Renée James, le choix du symbole

Intel pourrait faire revenir Renée James, une ancienne cadre du groupe partie en 2016 diriger Ampere Computing, une petite société qui développe des processeurs de serveurs à base d’architecture ARM, concurrents des processeurs X86 d’Intel. Pour elle, ce serait une sacrée promotion en revenant, non pas au poste de numéro deux qu’elle occupait avant son départ, mais à celui de numéro un. A 54 ans, elle cumule tous les atouts pour prendre les rênes d’Intel même si elle ne dispose pas de formation initiale technique. Mais selon Bloomberg, elle conditionne son retour par le rachat d’Ampere Computing par Intel pour ne pas abandonner son équipe. Si cette condition est acceptée, cela signifierait l’ouverture d’Intel à la technologie ARM concurrente de sa technologie X86 privilégiée jusqu’ici.  Son choix serait fort de symboles. Il enverrait des signaux positifs en direction des femmes et effacerait la mauvaise image créée par le « comportement inapproprié » de Brian Krzanich.

 

 

 

 

 

Anand Chandrasekher, le choix du compromis

Anand Chandrasekher, 55 ans, pourrait être un compromis dans le débat entre la solution interne et celle de l’extérieur. Il a travaillé pendant 14 ans chez Intel avant de rejoindre Qualcomm en tant que directeur du développement de puces pour datacenters. Depuis un peu plus de 2 ans, il est vice-président du conseil d’administration de la société chinoise Huaxintog Semiconductor Technology. Chez Intel, il a été à l’origine de la plateforme Centrino qui a permis de généraliser au début des années 2000 la connectivité sans fil Wi-Fi sur les PC portables.

 

 

 

 

 

Sanjay Jha, le choix de la rupture

Le contexte n’a jamais été aussi favorable à un patron issu de l’extérieur. Jusqu’ici, les six dirigeants qui se sont succédé à la tête du groupe pendant ses 50 ans d’existence ont tous été recrutés en interne. Mais aujourd’hui, Intel fait face à des défis sans précédents. Le groupe pourrait faire le choix de la rupture, en désignant un directeur général n’ayant jamais travaillé chez Intel, solution considérée comme la plus appropriée au contexte actuel, la seule à apporter du sang neuf et à secouer le mammouth. Sanjay Jha, 55 ans, présente le profil idéal.

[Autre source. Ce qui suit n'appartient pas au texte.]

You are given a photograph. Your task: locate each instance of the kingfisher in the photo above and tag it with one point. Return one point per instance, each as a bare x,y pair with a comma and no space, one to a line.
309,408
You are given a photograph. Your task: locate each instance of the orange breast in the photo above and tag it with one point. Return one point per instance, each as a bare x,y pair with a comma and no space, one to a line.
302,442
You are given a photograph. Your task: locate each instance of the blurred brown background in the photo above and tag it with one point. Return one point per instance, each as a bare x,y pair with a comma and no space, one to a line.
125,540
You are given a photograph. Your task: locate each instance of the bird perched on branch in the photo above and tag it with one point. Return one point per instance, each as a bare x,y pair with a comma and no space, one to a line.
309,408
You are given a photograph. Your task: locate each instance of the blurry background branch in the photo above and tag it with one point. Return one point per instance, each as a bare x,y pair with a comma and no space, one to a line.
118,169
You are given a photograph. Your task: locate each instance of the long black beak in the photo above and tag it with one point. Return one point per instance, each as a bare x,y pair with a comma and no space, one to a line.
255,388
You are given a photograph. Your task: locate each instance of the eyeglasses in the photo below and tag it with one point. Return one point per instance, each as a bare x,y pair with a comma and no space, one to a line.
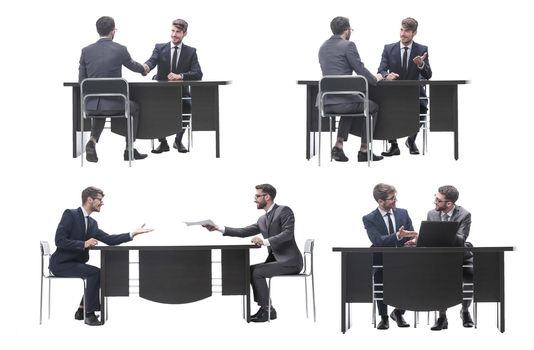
437,200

Cet homme d’affaires d’origine indienne (comme Satya Nadella à la tête de Microsoft) aurait déjà été approché en 2013 pour succéder à Paul Otellini. A l’époque, Intel voyait en cet ancien dirigeant de Qualcomm, Motorola et Motorola Mobility l’homme de la situation pour imposer le groupe dans les puces mobiles. La tradition a fini par l’emporter en faveur d’une solution interne. Le parcours de Sanjay Jha s’est depuis bonifié avec la direction de GlobalFoundries, deuxième fondeur mondial de semiconducteurs derrière le taiwanais TSMC. Une expérience précieuse dans le contexte actuel où Intel est à la peine dans la course de la loi de Moore, risquant de perdre son leadership historique dans les technologies de production au profit de TSMC et Samsung.